There is no doubt that the legality of procedure related with enforced disappearances in Pakistan is completely in shambles.
The long-awaited bill aimed at criminalizing enforced disappearances as a separate offence is still not passed, in spite of the lofty claims made by former government of Imran Khan.
Brazenly, in January, it was declared that the bill went ‘missing’.
The bill, Criminal Law (Amendment) Bill 2021, was passed by Pakistan’s National Assembly on November 8, 2021, and is aimed at making amendments to the Pakistan Penal Code (PPC) and Code of Criminal Procedure. It was introduced in the National Assembly by the interior minister in June 2021.
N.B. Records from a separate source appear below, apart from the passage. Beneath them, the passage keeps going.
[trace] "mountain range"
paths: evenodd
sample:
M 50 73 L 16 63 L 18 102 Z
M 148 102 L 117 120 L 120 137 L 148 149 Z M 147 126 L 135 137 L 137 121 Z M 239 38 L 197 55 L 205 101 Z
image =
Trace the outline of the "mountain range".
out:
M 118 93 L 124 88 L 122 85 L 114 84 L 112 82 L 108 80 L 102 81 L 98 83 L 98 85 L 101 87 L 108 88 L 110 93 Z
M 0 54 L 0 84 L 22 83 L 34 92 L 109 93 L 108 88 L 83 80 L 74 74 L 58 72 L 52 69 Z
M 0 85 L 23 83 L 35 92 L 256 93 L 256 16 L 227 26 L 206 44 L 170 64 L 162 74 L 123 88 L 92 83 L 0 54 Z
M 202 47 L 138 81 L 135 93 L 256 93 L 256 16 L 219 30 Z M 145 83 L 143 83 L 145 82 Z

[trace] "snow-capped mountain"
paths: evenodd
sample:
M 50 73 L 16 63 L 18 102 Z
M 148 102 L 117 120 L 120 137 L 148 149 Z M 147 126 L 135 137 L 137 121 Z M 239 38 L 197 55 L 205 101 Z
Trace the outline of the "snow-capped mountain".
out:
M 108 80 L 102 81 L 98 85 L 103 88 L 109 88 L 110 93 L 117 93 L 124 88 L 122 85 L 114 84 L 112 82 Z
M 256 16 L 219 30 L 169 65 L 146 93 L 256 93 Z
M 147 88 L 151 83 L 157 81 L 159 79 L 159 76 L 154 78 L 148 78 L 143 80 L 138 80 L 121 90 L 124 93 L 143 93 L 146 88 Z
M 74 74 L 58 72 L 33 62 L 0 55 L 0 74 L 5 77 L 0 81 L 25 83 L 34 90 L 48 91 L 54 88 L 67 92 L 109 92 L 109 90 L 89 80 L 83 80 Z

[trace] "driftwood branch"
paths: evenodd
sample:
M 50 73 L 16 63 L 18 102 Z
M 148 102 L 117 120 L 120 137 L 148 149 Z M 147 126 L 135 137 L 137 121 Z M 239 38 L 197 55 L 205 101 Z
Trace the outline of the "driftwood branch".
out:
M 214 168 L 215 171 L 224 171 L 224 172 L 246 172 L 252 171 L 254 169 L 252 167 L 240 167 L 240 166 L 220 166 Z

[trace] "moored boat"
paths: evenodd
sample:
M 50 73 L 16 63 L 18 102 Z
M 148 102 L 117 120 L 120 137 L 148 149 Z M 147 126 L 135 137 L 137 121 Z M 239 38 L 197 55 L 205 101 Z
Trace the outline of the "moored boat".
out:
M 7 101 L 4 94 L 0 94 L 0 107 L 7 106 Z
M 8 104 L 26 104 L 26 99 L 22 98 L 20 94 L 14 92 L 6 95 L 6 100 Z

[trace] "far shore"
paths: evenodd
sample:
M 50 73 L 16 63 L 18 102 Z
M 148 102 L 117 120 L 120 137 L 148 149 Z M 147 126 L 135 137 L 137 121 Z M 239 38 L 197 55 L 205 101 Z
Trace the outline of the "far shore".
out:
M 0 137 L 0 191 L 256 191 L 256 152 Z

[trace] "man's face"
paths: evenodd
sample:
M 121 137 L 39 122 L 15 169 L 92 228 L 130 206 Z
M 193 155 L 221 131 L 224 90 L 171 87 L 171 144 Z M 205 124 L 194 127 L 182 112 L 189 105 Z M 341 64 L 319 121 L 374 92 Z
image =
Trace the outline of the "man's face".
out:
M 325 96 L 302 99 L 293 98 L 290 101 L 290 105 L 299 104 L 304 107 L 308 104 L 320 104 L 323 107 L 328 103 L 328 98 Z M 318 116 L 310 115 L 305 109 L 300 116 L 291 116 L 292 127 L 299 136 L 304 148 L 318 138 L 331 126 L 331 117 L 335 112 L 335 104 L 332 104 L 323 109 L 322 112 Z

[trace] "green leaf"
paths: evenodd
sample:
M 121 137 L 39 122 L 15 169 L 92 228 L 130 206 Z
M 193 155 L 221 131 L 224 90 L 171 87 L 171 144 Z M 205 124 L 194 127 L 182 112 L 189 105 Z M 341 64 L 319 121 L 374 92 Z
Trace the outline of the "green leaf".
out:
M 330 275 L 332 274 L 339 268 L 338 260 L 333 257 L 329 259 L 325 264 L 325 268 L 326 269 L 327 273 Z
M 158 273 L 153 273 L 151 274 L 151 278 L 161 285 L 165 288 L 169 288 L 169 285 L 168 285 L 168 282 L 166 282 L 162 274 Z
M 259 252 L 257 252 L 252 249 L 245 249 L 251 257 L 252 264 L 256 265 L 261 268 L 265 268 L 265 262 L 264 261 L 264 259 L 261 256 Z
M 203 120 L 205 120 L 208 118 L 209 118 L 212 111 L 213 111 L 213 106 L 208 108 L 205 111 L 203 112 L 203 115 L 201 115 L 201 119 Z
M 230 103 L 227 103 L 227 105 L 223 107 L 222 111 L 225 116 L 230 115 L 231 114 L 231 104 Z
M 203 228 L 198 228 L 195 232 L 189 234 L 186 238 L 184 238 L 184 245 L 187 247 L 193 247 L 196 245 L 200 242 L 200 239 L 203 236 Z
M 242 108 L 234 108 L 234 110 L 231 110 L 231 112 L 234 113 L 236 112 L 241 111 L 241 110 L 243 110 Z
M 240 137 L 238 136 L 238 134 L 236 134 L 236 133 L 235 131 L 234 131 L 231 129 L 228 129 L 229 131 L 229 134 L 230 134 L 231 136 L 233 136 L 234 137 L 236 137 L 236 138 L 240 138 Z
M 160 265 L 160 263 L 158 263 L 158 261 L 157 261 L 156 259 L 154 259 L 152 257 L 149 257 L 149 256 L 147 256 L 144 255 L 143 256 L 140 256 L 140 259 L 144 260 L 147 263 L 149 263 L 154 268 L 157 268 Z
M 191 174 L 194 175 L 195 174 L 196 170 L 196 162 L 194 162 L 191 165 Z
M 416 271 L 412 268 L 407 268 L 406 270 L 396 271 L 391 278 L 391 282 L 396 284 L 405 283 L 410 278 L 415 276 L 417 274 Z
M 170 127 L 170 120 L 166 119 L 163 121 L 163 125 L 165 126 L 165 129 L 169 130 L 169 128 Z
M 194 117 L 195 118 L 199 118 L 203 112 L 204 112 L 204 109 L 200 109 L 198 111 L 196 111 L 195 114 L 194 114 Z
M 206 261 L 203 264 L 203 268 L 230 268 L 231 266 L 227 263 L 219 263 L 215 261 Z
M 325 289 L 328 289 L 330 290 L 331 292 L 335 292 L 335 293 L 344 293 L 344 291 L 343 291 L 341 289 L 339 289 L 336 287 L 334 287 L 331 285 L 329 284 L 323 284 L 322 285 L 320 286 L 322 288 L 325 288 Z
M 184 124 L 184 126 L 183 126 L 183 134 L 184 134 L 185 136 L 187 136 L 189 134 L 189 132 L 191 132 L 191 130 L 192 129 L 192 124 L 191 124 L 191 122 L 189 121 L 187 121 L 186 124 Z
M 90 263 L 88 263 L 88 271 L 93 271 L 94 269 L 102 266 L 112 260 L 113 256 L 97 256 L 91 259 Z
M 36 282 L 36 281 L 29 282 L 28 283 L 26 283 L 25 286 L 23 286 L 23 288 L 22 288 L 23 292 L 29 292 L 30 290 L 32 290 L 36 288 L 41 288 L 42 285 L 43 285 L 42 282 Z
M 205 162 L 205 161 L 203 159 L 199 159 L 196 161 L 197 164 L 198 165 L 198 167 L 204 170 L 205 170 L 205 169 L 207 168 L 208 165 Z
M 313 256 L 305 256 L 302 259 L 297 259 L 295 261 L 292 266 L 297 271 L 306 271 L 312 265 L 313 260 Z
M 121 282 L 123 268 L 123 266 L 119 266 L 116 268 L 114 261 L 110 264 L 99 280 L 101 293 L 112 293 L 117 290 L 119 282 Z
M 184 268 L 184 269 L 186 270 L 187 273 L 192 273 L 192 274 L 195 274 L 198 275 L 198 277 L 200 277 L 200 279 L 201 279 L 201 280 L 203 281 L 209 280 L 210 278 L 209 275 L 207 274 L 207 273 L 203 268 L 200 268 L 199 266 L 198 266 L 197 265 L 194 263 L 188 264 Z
While initially there was no provision related to the filing of a false complaint or false information about subjecting a person to enforced disappearance, afterward a provision was added to the bill to declare it a penal offence punishable by up to five years imprisonment with a fine up to PKR 500,000.
The proposed law provides for the addition of a new section 52B in the PPC for defining an “enforced disappearance.”
Moreover, in another act of political eyewash, in May, 2022, the Islamabad High Court has directed the federal government to issue notices to former military ruler General Pervez Musharraf and all his successive chief executives of the country including incumbent Prime Minister Shehbaz Sharif as to why proceedings should not be initiated against them for subversion of the Constitution in context of the state policy on enforced disappearance.
Most importantly, the court also said that perception of the involvement of law enforcement agencies, particularly the armed forces, in this severe crime against humanity was the most profound violation of public interest and policy.
Following this move, on May 30, 2022, the federal government constituted a seven-member committee for the “deliberation of a policy” related to enforced disappearances in the country after the Islamabad High Court instructed the heads of the government to explain how disappearances “became state policy”.
Enforced disappearances were part of the mainstream discussion during the Musharraf period. They began shortly after 9/11, and if the debate around them was hesitant then, it became more black and white when the ‘affliction’ spread to Balochistan.
Those who had been willing to overlook the ‘kidnappings’ of those supposedly related with right-wing organisations, did not find it easy to ignore Balochistan.
Incidentally, former Senator Farhatullah Babar is also of the opinion that enforced disappearances and extrajudicial killings have been there since decades but they were institutionalised during the regime of General Pervez Musharraf who acknowledged in his book, In the Line of Fire: A Memoir, the people of Pakistan were hunted for the CIA against millions of dollars but no action was taken against Musharraf as the state agencies were involved in it.
Babar also said 153 army personnel had been identified and it was said that action was being taken against them but nothing practical was done.
In addition, in 2006 when the Talibanisation started, the people of tribal areas were deprived of their legal rights.
The extrajudicial killing and enforced disappearances started in the areas in the year 2008 when the army operation was launched and there was no legislation on it.
In 2011, the parliament gave legal protection to the operation, perhaps under the direction of the armed forces.
The state sanctioned and also sponsored act of cruelty on its own citizens is beyond our comprehension. The unstable nature of democracy in Pakistan, along with extremely strong grip of theocracy and military create apt situation for prevalence of such brazen acts of terror.